LittératureRomans québécois
Crédit photo : Québec Amérique (www.quebec-amerique.com)
Dès la première nouvelle, il se dégage, de la plume de Stéphanie Boulay, une finesse qui, on le découvre, sied parfaitement bien au genre de l’horreur. Au fil des quinze pépites, c’est ce qui nous marquera: l’élégance dans la cruauté, la finesse des atmosphères et la très haute tenue de cette lecture de circonstance. C’est là où la proposition devient intéressante.
Alors que le genre de l’horreur est généralement relégué aux oubliettes de la paralittérature, ici, on reste souvent pantois devant «l’horriblissime» qui se dévoile sous nos yeux, mais aussi et surtout devant la très grande beauté des textes. La littérature parvient même à faire oublier l’innommable.

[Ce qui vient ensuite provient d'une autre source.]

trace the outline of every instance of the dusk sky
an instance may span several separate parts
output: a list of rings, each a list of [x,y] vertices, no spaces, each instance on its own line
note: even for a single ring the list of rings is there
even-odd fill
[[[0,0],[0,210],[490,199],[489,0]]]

Dans ce terrain de jeu qui leur a été offert, les auteures ont plongé dans des thèmes que leurs contreparties masculines laissent souvent de côté et elles sont allées vers des thèmes peu fréquentés par les auteurs masculins contemporains de ce registre: maternité, corporalité et sexualités féminines, poésie (hé oui!), pour n’en nommer que quelques-uns.
Avec une portée souvent très profonde, et des prolongements symboliques forts, les nouvelles nous font frémir autant que réfléchir, et notre lecture tangue entre le divertissement et la réflexion.

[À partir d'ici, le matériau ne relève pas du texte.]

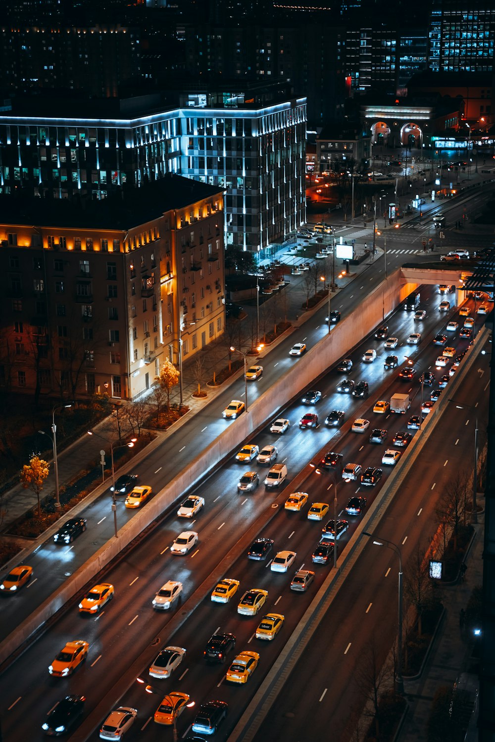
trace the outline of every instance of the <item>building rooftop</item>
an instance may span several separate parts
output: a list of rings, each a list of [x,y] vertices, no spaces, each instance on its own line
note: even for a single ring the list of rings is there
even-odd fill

Il est difficile de parler dans le détail des quinze nouvelles sans «vendre de punch», mais toutes proposent des textures particulières, des couleurs et des ambiances bien uniques à chacune des participantes au projet.
Que ce soit cet humour subtil et un peu grinçant chez Marie Demers, l’envolée fiévreuse au titre poétique de Fanny Bloom, le rythme chaloupant de Mélikah Abdelmoumen, ou la précision douloureusement chirurgicale de Fanie Demeule et Marie-Hélène Larochelle. Il est cruel (pour rester dans le ton) de ne nommer que ces dernières au détriment des dix autres qui ne sont pas en reste.

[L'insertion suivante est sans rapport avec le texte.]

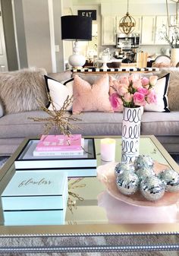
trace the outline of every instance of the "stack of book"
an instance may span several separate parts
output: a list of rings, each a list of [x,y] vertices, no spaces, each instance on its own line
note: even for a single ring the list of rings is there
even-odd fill
[[[61,149],[61,150],[60,150]],[[16,171],[58,169],[68,177],[96,176],[94,138],[80,134],[42,135],[30,139],[14,161]]]
[[[16,172],[1,198],[7,226],[64,224],[67,173],[58,170]]]
[[[82,156],[84,153],[84,139],[81,134],[42,135],[33,156]]]

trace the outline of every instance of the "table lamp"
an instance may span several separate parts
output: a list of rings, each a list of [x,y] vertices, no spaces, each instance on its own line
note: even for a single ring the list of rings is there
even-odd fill
[[[78,15],[67,15],[61,17],[61,39],[74,40],[74,54],[68,58],[73,68],[81,68],[86,58],[80,54],[78,41],[90,41],[92,40],[92,18]]]

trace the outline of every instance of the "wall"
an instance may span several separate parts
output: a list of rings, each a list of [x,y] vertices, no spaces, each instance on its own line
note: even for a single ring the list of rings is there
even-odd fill
[[[52,72],[48,0],[23,0],[28,66]]]
[[[16,43],[13,26],[11,0],[2,0],[7,60],[9,71],[18,69]]]
[[[81,9],[88,9],[87,4],[90,2],[92,4],[93,2],[93,5],[96,5],[98,1],[86,1],[83,2],[83,5],[81,4],[81,1],[80,0],[73,0],[74,7],[74,9],[77,8],[77,7],[80,6]],[[163,14],[167,15],[166,10],[166,4],[165,1],[158,1],[151,0],[151,1],[144,1],[144,0],[136,0],[136,1],[129,1],[129,13],[131,15],[158,15]],[[168,4],[169,5],[169,12],[171,14],[175,13],[175,4],[171,2]],[[92,5],[93,6],[93,5]],[[121,17],[124,17],[127,13],[127,0],[102,0],[100,4],[100,16],[99,21],[98,22],[99,27],[101,27],[101,15],[106,16],[119,16]],[[100,10],[99,8],[99,10]],[[99,33],[99,52],[103,51],[108,46],[102,46],[101,44],[101,33]],[[115,46],[108,46],[111,52],[115,52],[116,50]],[[149,52],[151,55],[155,53],[161,53],[161,51],[163,49],[168,49],[169,46],[141,46],[140,49],[145,52]]]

La couverture donne l’heure juste, cette giclée d’hémoglobine qui s’éclate dans l’eau, comme ces quinze écrivaines ont su s’éclater dans ce cadre inédit, probablement du jamais vu dans aucune langue.
Une belle trouvaille, donc, dirigée par un Stéphane Dompierre alerte qui a su pondérer les horreurs de l’une avec la poésie de l’autre pour que le lecteur malmené (avec joie) puisse arriver jusqu’au fulgurant quasi «flux de conscience» (stream of consciousness) de Catherine Côté en point d’orgue de l’ensemble.
Que l’on aime l’horreur ou la littérature de haute tenue, ou les deux… On a l’envie de se lever et d’applaudir en se disant que ce recueil fera peut-être un jour une fabuleuse lecture mise en scène. Avis aux intéressés!